Keywords: coagulation; fibrinolysis; infection; inflammation; serine protease; serpin; thrombolysis; virus.

Figure 1

The thrombotic and thrombolytic cascades and primordial immune response. The thrombotic pathways (intrinsic and extrinsic) and the thrombolytic (fibrinolysis) pathway involve a complex cascade of protease activation. Solid arrows indicate the conversion to an active protease, while dotted line arrows indicate the activity of the activating upstream protease. A variety of inhibitors are shown, with serpin inhibitors denoted by a serpin protein structural image.

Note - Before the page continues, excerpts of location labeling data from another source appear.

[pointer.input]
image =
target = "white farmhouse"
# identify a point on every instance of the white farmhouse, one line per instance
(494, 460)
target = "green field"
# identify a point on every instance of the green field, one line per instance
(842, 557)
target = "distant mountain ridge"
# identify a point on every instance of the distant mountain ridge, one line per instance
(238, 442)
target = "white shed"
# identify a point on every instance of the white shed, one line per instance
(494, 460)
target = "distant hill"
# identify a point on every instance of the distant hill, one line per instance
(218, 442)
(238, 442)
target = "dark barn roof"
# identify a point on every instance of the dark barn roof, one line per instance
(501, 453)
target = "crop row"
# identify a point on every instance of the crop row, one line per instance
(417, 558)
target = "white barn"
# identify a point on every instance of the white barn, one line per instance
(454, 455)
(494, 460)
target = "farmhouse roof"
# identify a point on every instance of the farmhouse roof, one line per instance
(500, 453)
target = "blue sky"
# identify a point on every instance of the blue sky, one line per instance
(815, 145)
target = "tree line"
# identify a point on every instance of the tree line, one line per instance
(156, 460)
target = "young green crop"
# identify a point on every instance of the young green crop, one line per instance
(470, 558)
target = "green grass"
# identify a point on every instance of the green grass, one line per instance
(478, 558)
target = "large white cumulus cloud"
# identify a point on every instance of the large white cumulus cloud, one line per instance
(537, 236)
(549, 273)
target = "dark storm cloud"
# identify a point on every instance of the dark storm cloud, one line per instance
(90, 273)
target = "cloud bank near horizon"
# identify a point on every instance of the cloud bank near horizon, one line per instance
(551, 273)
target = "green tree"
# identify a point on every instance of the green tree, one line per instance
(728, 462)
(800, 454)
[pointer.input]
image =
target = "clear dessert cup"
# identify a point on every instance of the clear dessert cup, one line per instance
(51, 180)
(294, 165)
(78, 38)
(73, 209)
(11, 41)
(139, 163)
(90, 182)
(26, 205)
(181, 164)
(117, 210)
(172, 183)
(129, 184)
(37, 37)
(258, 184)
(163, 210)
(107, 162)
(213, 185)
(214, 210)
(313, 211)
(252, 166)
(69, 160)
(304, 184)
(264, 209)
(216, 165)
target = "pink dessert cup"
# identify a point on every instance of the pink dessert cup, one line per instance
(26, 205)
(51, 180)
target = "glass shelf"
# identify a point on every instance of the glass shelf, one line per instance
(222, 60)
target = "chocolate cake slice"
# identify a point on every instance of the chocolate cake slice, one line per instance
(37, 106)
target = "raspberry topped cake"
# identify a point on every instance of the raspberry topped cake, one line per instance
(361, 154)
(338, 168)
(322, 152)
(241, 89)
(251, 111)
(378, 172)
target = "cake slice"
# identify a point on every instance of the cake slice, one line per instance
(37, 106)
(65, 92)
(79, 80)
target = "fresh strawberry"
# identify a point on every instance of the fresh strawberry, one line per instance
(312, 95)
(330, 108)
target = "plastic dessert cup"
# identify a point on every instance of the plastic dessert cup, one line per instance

Examples of early primordial immune response origins are noted in context of the pathways. MYA, million years ago.

Figure 2

Serpin-dependent mechanism of protease inhibition. (A) Natively folded serpins present a reactive center loop (RCL) which acts as a bait for interaction with active serine proteases. Upon association, initiation of proteolytic activity by the protease triggers the formation of a Michaelis complex and covalent bonding of the serpin with the protease. (B) The primary outcome of Michaelis complex formation is reconfiguration of the serpin, with the RCL inserting as the third of five strands in the core beta sheet and permanent denaturation of the target serine protease. (C) The secondary and less frequent outcome is completion of proteolytic activity and dissociation of the active serine protease, while the RCL continues to insert as the third of five strands in the serpin core beta sheet.

Figure 3

Canonical signaling of the fibrinolysis pathway. Fibrinolysis is characterized by the degradation of a fibrin clot into degradation products by plasmin. Plasmin is generated from plasminogen by uPA and tPA. Several serpins and other inhibitors provide a tight regulation of this cascade. Substantial promiscuity exists across multiple elements of the pathway, providing redundant controls against inappropriate activation. AIIt and uPAR are shown as representative canonical fibrinolytic receptors for brevity. AIIt, Annexin II tetramer; PAI-1,2,3, Plasminogen Activator Inhibitor-1, 2, 3; PN-1, Protease Nexin-1; TAFI, Thrombin activatable fibrinolysis inhibitor; tPA, Tissue-type plasminogen activator; uPA, Urokinase-type plasminogen activator; uPAR, Urokinase-type plasminogen activator receptor.

Figure 4

Inhibition of SARS-CoV-2 infection and processing by fibrinolysis pathway-associated serpins. SARS-CoV-2 entry is dependent on proteolytic processing of the spike protein in order to engage the ACE2 receptor and internalize. Processing of the spike protein is performed primarily by TMPRSS2 and Furin. PAI-1 and A1AT are known inhibitors of TMPRSS2 and experimental evidence demonstrates that A1AT can inhibit SARS-CoV-2 infection in vitro. Based on similarities in inhibition properties, it may be predicted that Serp-1 will also inhibit TMPRSS2 with similar results. Furin has both an extracellular and intracellular role in the SARS-CoV-2 life cycle and there is evidence for extracellular furin inhibition by A1AT and A1AT variants (Portland and α-PDX) as well as endothelial PN-1, and for intracellular furin inhibition by PAI-1.